Girlfriends in Concert - Bishopsgate Institute
Like Love Story, and to some extent, the musical adaptation of Bend It Like Beckham, this Howard Goodall musical, Girlfriends, has too many songs in a similar style, which made me tune out somewhat. The narrative is not always driven forward by the songs, and more often it is the spoken-word narrator (Group Captain Victoria Gosling OBE: a real scoop for the London Musical Theatre Orchestra in having an actual senior figurehead within the Royal Air Force telling the story about the Women’s Auxiliary Air Force (WAAF) during the Second World War) who explains a lot in a short space of time, before a single point is seized on and sung about in a musical number or two. Or even three.
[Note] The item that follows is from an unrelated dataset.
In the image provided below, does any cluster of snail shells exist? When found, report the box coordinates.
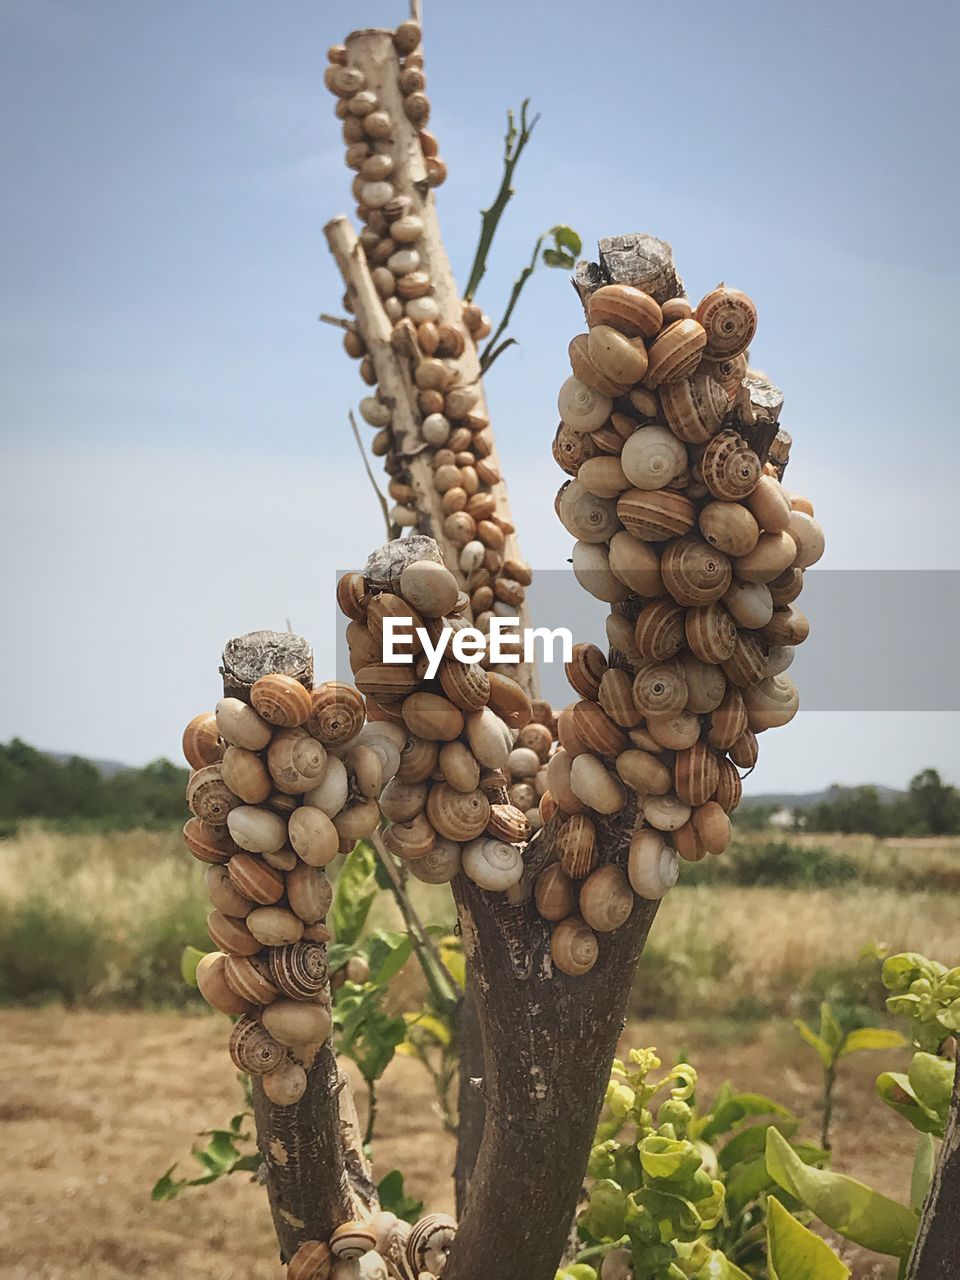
[181,671,401,1106]
[286,1210,456,1280]
[542,282,824,969]
[339,556,540,895]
I cannot fault the orchestra, led (as usual) by the effervescent Freddie Tapner, who was musical director for a production of Girlfriends at the Union Theatre in 2014, and much of the singing itself is pleasant to listen to. That is actually a problem in this case: the work of the WAAF is portrayed as difficult and unrelenting, and yet the songs are lush and beautiful. Perhaps the concert staging didn’t quite work for me either, and the production as a whole felt as static as the performers rooted to their designated spots on the stage.
I mean, there was some movement (and I don’t just mean standing and sitting dependent on whether a character was even in a scene or not) but not much – because the musical doesn’t really call for it. Fair enough, in a show about the struggles and challenges faced by members of the WAAF, but there is not much to distinguish between some of the women characters. This might have been intentional, inasmuch as they were all in it together and all that, but it meant the narrative as a whole became rather distant – and, dare I say it, cold.
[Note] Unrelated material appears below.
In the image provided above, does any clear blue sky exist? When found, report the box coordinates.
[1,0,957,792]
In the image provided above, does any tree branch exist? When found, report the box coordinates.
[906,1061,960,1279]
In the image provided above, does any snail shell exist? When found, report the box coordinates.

The ‘girlfriends’ who I could recall as being distinct characters are Jasmine (Vikki Stone) who came close to deserting the WAAF because she was not given ‘compassionate leave’ following the death of her brother, and Woods (Lizzie Wofford), who presumably had a first name but because of her seniority within the WAAF was portrayed as an insensitive and heartless leader (and then as a snowflake when she changed her mind with regards to Jasmine). I warmed to Jasmine, even if I didn’t really warm to anyone else: she asks the sort of questions that ought to be asked in wartime and didn’t blindly swallow up the propaganda of the day.
Guy (Rob Houchen) didn’t come across as unlikeable as the character’s words suggest. The lyrics were saying that it’s a tough war and everyone is having a hard time, but somehow this wasn’t really conveyed in the pretty and neat costumes and the melodious tunes that are a pleasure to listen to, but do little, if anything, to portray the struggles of the characters, or of the era. As Groucho Marx put it, “I’ve have had a perfectly wonderful evening. But this wasn’t it."